Les conseils brevets peuvent tout d’abord s’appuyer sur les textes normatifs des standards technologiques pour instruire la contrefaçon de brevets essentiels. Ils ont dans ce cas l’avantage de disposer de textes rédigés de manière très précise. Par ailleurs, les enjeux financiers attachés aux contrefaçons sont déterminants pour le choix des actions de l’opérateur. “Une technologie issue de notre portefeuille de brevets qui représente une forte attente du marché, fera l’objet d’une attention particulière pour repérer les contrefaçons et demander le paiement de licences”, indique Sandrine Millet. Bien souvent, Orange s’allie avec d’autres acteurs des télécommunications pour faire valoir ses droits sur la base de ses dossiers de contrefaçon. “C’est le cas, par exemple, avec le standard HEVC”, précise-t-elle. “Nous nous sommes associés à d’autres détenteurs de brevets HEVC pour faire valoir nos droits et mutualiser ainsi les négociations de prise de licence de cette technologie auprès des constructeurs de terminaux.”
Un dossier en contrefaçon est donc élaboré en fonction de la valorisation financière d’une technologie. Le choix des technologies à licencier se fait en étroite collaboration avec la direction du licensing d’Orange.
De la linguistique parfois plus que de la technique
Monter un dossier en contrefaçon nécessite plusieurs étapes au cours desquelles un conseil brevet travaille en étroite collaboration avec un expert du domaine technique concerné. Ils étudient les textes rédigés lors du dépôt de brevet et, en particulier, ce que l’on appelle la revendication ou portée juridique, qui décrit en quelques lignes les caractéristiques de l’invention. “C’est un texte qui peut aller de quatre lignes à une page entière selon le type d’innovation, où chaque mot est pesé”, insiste Sandrine Millet. Les mots ont toute leur importance car le document sera ensuite traduit dans différentes langues et, potentiellement sujet, par la suite, à interprétations. “Les discussions portent parfois davantage sur des sujets linguistiques que techniques ou juridiques”, estime-t-elle.

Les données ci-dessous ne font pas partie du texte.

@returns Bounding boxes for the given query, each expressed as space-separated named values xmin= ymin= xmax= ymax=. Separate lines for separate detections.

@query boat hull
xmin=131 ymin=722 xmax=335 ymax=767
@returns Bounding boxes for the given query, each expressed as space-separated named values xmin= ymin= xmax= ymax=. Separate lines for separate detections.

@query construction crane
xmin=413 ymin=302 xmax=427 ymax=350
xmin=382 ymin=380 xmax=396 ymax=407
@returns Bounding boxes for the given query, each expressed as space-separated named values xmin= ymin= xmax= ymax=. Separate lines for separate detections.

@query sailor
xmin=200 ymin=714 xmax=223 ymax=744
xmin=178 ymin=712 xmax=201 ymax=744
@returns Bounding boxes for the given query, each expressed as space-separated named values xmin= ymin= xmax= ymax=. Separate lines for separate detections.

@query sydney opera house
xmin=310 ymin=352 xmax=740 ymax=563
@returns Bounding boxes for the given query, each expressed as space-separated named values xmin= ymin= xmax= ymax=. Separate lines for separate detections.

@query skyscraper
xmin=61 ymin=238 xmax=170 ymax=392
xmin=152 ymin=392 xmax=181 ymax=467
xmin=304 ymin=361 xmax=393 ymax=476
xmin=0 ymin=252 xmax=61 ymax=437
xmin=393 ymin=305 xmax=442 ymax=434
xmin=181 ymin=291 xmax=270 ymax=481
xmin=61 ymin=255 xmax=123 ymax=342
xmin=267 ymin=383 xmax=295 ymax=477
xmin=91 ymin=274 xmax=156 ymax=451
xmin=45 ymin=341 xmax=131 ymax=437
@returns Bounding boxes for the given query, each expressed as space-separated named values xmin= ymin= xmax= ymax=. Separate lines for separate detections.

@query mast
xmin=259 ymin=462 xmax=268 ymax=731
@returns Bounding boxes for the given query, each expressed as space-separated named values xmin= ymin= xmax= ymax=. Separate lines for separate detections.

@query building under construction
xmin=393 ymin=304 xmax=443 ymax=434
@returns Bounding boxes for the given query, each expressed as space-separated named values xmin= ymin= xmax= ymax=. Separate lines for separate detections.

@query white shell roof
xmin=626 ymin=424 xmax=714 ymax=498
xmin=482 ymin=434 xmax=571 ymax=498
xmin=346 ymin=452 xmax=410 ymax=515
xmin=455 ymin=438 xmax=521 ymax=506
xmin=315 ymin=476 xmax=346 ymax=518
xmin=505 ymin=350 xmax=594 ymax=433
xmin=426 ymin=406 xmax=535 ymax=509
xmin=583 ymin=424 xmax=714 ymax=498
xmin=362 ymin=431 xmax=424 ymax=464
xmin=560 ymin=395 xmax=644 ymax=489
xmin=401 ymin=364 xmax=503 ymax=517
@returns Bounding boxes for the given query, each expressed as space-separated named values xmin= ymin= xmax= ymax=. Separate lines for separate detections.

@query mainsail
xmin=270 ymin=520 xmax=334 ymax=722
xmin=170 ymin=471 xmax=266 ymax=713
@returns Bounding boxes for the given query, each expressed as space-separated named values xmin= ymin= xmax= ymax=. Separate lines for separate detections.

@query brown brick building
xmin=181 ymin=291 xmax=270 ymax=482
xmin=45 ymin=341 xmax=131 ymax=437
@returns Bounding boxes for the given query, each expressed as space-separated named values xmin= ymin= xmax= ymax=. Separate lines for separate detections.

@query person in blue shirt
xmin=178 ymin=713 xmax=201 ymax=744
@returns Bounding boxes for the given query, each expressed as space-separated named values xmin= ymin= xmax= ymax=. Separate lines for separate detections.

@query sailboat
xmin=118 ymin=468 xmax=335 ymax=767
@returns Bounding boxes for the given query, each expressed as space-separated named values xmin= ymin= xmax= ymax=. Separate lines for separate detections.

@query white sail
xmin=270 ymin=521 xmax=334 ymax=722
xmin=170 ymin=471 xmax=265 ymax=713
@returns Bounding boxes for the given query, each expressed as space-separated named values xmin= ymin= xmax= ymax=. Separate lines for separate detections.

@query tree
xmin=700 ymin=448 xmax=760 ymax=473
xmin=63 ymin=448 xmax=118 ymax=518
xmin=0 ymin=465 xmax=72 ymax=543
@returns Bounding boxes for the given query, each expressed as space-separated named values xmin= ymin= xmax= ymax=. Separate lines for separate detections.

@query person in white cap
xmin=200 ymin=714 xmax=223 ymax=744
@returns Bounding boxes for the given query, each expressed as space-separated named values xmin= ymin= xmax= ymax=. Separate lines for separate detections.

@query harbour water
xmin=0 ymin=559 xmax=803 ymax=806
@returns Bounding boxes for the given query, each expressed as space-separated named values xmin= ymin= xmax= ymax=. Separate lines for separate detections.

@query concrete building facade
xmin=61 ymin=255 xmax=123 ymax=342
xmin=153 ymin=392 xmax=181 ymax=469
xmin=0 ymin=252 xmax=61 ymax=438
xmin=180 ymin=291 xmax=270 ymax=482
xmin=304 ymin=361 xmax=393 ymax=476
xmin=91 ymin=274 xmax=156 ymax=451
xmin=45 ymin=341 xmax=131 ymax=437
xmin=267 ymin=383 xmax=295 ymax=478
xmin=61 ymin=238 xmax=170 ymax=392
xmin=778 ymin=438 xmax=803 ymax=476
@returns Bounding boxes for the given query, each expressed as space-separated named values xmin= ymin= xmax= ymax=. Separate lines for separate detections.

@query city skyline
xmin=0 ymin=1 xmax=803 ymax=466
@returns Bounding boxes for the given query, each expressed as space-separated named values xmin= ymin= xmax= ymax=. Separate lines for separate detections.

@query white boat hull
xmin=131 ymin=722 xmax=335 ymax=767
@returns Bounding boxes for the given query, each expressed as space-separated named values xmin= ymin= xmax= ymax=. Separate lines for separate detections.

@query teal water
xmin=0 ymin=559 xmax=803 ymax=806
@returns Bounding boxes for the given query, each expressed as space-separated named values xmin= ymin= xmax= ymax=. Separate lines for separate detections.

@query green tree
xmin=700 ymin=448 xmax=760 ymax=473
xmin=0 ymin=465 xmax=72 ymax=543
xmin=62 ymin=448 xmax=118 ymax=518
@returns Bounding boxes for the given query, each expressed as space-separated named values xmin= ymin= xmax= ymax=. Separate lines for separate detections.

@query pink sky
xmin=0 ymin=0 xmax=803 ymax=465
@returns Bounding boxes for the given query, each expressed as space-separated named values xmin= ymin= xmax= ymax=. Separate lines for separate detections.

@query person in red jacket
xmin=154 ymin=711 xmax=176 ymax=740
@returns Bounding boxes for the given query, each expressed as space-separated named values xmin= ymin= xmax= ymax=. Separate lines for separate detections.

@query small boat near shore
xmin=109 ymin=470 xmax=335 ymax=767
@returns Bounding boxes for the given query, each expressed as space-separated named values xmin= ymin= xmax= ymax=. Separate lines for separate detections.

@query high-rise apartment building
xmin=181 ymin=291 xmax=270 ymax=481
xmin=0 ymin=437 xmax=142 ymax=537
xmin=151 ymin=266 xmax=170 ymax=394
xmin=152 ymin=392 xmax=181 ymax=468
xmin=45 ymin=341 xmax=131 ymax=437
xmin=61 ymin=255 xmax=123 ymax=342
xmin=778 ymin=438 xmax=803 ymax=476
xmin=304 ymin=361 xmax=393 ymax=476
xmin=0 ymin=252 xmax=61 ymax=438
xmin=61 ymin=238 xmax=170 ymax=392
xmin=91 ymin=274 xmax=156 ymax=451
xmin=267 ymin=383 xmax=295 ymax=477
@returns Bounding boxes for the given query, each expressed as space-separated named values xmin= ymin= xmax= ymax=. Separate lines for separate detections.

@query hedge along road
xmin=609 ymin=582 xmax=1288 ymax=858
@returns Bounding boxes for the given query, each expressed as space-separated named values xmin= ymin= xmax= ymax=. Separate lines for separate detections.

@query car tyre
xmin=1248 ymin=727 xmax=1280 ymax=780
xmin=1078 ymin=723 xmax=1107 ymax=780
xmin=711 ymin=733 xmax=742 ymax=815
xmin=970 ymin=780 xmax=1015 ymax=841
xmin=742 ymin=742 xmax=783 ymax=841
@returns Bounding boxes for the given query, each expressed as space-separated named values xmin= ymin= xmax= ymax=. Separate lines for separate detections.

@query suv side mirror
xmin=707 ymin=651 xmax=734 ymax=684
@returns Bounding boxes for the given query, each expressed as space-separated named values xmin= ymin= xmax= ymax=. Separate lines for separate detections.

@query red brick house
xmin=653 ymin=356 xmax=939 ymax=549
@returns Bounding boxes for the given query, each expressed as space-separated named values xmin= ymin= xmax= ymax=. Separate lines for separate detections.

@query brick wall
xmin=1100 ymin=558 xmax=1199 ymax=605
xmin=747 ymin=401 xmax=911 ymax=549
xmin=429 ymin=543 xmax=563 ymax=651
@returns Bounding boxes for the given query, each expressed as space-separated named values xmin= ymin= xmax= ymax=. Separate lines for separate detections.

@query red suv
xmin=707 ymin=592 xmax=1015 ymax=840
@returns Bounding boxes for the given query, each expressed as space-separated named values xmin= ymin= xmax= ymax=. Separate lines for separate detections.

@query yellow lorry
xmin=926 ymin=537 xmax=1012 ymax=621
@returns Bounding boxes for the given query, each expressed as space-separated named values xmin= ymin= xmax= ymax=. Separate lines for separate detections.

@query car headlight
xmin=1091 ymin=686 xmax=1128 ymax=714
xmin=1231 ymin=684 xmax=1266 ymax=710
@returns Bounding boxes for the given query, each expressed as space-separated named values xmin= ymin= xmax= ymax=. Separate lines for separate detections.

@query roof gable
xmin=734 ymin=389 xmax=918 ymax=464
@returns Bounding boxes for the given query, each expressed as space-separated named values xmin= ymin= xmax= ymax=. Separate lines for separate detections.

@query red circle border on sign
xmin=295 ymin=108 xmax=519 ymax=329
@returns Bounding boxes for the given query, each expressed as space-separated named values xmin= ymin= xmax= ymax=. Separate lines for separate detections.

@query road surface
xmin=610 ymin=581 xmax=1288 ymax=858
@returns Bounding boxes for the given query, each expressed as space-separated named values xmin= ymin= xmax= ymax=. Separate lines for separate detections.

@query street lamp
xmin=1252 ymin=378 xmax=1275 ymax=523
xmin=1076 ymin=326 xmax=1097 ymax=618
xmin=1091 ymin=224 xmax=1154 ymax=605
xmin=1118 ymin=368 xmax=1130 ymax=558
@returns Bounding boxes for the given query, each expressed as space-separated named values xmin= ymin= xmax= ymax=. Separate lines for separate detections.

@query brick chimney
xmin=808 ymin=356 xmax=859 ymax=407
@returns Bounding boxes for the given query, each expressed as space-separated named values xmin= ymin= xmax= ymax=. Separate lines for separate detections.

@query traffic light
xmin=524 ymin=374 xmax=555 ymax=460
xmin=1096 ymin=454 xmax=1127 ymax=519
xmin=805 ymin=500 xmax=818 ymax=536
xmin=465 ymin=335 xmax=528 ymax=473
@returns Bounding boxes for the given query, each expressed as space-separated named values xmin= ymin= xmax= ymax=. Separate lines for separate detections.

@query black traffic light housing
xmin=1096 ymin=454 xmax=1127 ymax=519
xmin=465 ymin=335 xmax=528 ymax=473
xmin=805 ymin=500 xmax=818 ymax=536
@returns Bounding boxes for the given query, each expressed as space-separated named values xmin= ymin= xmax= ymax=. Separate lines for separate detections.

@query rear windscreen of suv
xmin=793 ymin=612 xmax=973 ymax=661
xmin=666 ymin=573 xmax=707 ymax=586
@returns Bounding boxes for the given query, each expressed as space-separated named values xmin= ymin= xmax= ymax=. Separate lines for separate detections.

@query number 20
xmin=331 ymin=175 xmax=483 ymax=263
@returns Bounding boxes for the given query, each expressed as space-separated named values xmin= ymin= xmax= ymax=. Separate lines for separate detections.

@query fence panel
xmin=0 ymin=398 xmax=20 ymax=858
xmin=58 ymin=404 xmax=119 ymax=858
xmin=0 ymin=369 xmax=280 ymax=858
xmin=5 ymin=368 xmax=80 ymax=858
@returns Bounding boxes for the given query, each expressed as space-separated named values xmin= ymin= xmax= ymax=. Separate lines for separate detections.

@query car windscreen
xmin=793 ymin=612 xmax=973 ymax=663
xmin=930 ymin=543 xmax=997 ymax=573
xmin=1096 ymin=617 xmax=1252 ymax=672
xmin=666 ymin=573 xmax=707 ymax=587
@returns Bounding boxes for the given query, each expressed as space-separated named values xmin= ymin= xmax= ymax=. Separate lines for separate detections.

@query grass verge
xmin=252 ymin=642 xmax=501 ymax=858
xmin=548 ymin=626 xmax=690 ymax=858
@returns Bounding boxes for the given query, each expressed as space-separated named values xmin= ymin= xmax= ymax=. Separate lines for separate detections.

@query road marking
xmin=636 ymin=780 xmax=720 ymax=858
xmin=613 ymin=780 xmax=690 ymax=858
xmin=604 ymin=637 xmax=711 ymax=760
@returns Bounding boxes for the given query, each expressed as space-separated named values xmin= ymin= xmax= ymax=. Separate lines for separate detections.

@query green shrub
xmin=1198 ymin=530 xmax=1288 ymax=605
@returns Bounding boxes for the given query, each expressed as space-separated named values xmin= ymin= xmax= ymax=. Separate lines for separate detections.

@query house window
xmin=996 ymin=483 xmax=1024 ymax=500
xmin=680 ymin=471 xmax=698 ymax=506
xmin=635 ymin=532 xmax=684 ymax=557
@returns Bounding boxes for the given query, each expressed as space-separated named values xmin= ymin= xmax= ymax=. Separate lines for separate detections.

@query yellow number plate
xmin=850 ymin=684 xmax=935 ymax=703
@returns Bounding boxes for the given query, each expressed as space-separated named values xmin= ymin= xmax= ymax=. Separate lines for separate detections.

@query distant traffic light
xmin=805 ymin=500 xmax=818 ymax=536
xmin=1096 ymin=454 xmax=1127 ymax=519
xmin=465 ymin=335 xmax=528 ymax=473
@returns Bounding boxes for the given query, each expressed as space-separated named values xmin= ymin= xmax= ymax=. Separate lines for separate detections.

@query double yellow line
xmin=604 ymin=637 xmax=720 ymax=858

L’absence d’accord entre le contrefacteur et l’inventeur peut se terminer devant les tribunaux.
Le secret mieux que le brevet ?
Enfin, autre stratégie : lorsqu’une innovation technologique est extrêmement complexe, qu’elle nécessite beaucoup de savoir-faire, il est parfois préférable de garder le secret. “Il s’agit d’une autre forme de protection qui nous permet de conserver notre avance”, souligne Sandrine Millet. Ne bénéficiant d’aucune publication, cette option s’impose notamment lorsque la mise en œuvre de l’invention par un tiers est difficilement détectable. Le secret évite la publication et de ce fait, la contrefaçon alors même qu’il serait difficile d’identifier les contrefacteurs. Il a donc une réelle valeur.
Actuellement, le commerce international des produits contrefaits et piratés a des effets préjudiciables sur pratiquement tous les marchés. La contrefaçon est la deuxième source de revenus criminels dans le monde (2016). Elle constitue une perte de recettes très importantes pour les entreprises.